Marie is mostly self-taught. She dropped out after one semester at the Academy of Art University in San Francisco because she couldn’t afford it and taught herself how to paint with oils during a Red Bull House of Art residency in 2012. She further developed her technique in realism after working under Chicago-based multidisciplinary artist Carlos Rolón.

Most recently Marie’s shown work in the Atlanta Art Fair in addition to her 2024 solo show, Transcendence, at Ferndale’s M Contemporary Art.

She finds inspiration in theology, quantum physics, and mysticism, which is part of the reason the people in her work are usually transparent. They’re literally see-through. The outline of a woman’s body rests gently atop a bed of garden flowers, her figure slowly fading into the throng of leaves underneath her. Marie uses a thin glazing technique to create the translucent effect.

“I’m glazing the lights and the darks but sort of leaving a little bit of the background as my mid tone for the figures,” she explains. “I use the nature background to convey this world and paint the figures transparent to convey us as spiritual beings. This juxtaposition allows me to create this bridge between the physical and the spiritual worlds… I really wanted to sort of push that feeling of the spirituality within the work and keep it monochromatic. I feel that green is really resonant with the heart chakra, and sort of allows room for growth and healing.”

To our surprise, the artist admits that she does sometimes grow bored of just painting in green and has recently begun adding elements like clouds and pops of color. In one of her pieces, “Three Kingdoms,” three faceless figures stand next to each other reflecting in their form the darkness of an unending void, the plant kingdom, and the realm of the sky. She’s also experimenting with sculpture, which she hopes to show publicly soon.
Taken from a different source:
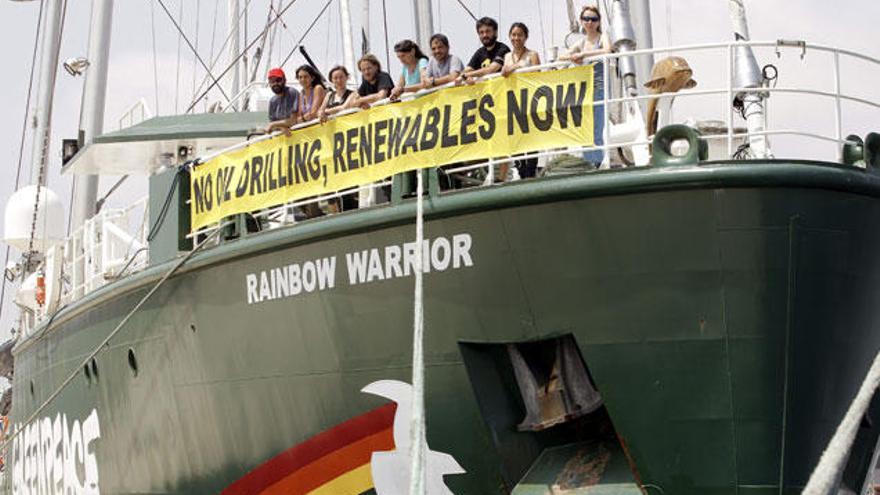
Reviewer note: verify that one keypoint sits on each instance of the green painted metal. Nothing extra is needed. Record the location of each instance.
(687, 289)
(177, 127)
(169, 215)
“I think the most important thing that I want my audience to take away from my work is to have a self-reflective moment and think about your own thoughts on spirituality,” she says. “What is in the great beyond? Is there a great beyond? Is there something bigger than us? Do you connect with that? How do you connect with that? How does that change the way that you see the world? How does that change the way you connect with the world?”